The LightCurve object should be able to rpovide some rebinning functionalities. In particular, it stores the fit statistic scan, it should be possible to perform minimal significance rebinning:

simple_rebin_lc = lightcurve.rebin(factor=2)
# or
min_significance_lc = lightcurve.rebin(min_significance=3)

Discussion / Alternatives

Time bins

To work with time bins, we could also rely on astropy.timeseries if we force the dependency to astropy v>3.2. This would look like:

from astropy.timeseries import BinnedTimeSeries
times = BinnedTimeSeries(time_bin_start="2006-07-29 20:00:00.000",
                       time_bin_size=5 * u.min)
print(times.time_bin_start)
print(times.time_bin_end)

Light Curve Fitting

We could provide distinct objects specialized for Map and Spectrum datasets instead of a single object.

Lightcurve

The Lightcurve contains an astropy.table.Table object. It could be improved by using the astropy_timeseries.BinnedTimeSeries object which itself inherits from QTable and provides support for row selection with time, rebinning and more complex methods for detailed timing studies such as Lomb-Scargle periodograms.

Task list

  • Add TSTART and TSTOP meta info on the Dataset as well as the GTI table.

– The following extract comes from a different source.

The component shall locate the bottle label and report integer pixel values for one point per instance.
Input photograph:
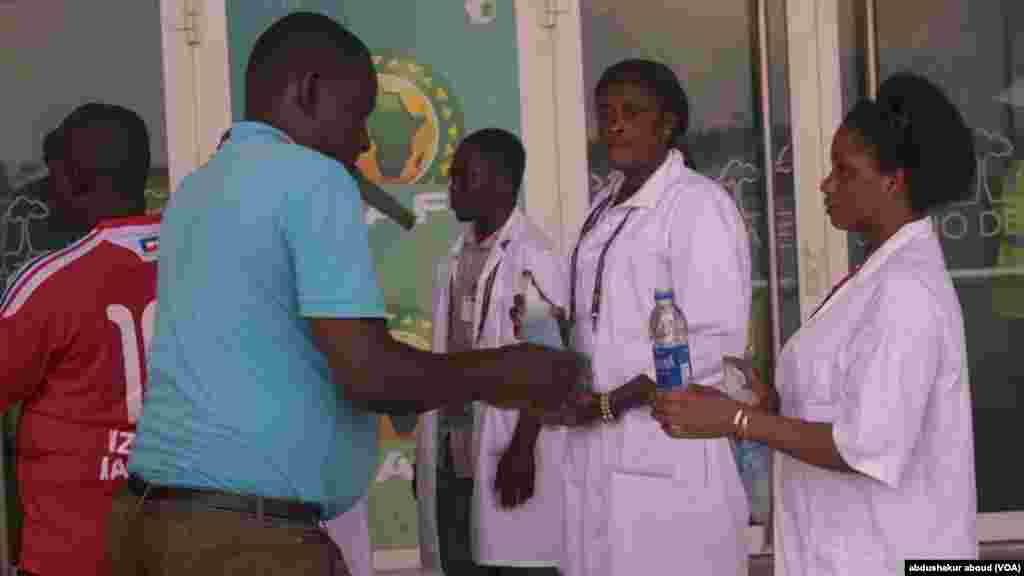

  • Introduce GTI.union()` method to merge Datasets.

  • Refactor the Lightcurve class to add a number of new content in the Table e.g.:

    • a fit_stat_scan column.

    • rebinning methods

  • Implement the new LightCurveEstimator class

  • Provide a notebook showing data reduction and fitting examples for both 3D and 1D cases

Decision

The authors have decided to withdraw the PIG. A significant part of the implementation is already there. Besides, the recent additions of the high level interface and of the new Maker scheme change the scope of the discussion.